Un grande pregio di questo romanzo infatti è il suo ritmo incalzante: composto da paragrafi brevi, talvolta di una sola riga, al massimo da capitoli di poche pagine, le voci e i personaggi ci catturano, ci trascinano. L'autrice (vincitrice del premio Campiello con il suo romanzo d'esordio, "Mille anni che sto qui") è senz'altro capace di mescolare i registri e gli elementi fondendoli in un insieme riuscito e convincente.
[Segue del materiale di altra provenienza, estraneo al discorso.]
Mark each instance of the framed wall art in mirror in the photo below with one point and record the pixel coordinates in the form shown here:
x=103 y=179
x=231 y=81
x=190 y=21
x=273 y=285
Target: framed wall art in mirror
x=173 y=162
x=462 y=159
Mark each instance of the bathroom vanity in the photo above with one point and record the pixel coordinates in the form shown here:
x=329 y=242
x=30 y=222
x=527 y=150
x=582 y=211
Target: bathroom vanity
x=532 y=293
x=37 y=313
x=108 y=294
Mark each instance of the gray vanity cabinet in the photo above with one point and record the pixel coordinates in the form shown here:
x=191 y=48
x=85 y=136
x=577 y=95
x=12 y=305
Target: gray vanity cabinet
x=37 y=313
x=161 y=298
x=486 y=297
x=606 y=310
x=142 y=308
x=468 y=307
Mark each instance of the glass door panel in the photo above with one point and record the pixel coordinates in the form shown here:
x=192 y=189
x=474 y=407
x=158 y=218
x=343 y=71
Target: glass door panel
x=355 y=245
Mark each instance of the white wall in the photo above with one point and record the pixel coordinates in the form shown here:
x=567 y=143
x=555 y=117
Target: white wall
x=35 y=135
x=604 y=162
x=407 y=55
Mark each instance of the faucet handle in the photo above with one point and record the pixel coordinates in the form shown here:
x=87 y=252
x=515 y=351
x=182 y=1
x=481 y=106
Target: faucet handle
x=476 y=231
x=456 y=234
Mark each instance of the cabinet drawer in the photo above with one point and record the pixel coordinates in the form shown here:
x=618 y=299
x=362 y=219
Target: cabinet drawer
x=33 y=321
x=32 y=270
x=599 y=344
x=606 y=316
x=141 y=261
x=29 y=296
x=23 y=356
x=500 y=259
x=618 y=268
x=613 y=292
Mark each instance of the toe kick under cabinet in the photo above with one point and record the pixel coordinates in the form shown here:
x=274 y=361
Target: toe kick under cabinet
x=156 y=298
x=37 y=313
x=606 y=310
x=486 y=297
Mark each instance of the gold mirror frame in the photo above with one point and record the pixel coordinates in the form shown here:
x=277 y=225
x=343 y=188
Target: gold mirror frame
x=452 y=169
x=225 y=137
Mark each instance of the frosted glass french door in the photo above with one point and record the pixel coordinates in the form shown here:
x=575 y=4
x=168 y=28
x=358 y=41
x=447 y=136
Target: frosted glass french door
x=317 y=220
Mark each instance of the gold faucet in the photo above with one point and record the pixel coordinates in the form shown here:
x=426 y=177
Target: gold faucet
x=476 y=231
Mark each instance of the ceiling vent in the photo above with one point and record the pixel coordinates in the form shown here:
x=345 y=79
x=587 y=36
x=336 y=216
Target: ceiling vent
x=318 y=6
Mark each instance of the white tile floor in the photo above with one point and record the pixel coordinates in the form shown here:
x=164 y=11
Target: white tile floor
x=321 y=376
Vi sono infatti pagine con riferimenti alla mitologia, all'etimologia delle parole, a concetti filosofici e scientifici, addirittura al mondo delle fiabe: è infatti da una fiaba che Idir ascoltava da bambino a dare il titolo al testo (la fiaba esiste davvero, ed è anche acquistabile in lingua francese).
L’economia dei fatti vuole che passi alla storia chi intraprende una sfida e la vince, chi scopre un nuovo continente, sbarca sulla luna, scala una vetta o capisce come funziona l’atomo, così si è portati a credere che il punto sia quello, provare, e riuscirci, che il piccolo passo di un uomo sia un grande passo per l’umanità, ma io vorrei parlare di chi perde la strada, di chi fa la scommessa sbagliata e se ne pente per il resto della sua vita, o di chi inciampa un’altra volta sugli stessi passi. Di me. E anche di te, forse.
Si tratta di un libro che in un momento diverso della mia vita avrei compreso meglio, o forse soltanto sentito più mio: in un periodo della vita in cui gli abbandoni e i ritorni erano all'ordine del giorno, in cui sentirmi più vicina a Dora ed entrare in sintonia con lei. Mi ha suscitato molti ricordi, questo libro, ma ora l'ho sentito come la storia di altri, come un modo diverso dal mio di vivere l'amore. 
Consiglio questa lettura a chi non cerca un romanzo pieno d'azione o di avventura, ma di sentimenti; lo consiglio in particolare a chi ha il cuore spezzato, a chi soffre per amore, a chi attende ogni giorno una telefonata o un messaggio che non si decidono ad arrivare: credo che lo troverete liberatorio.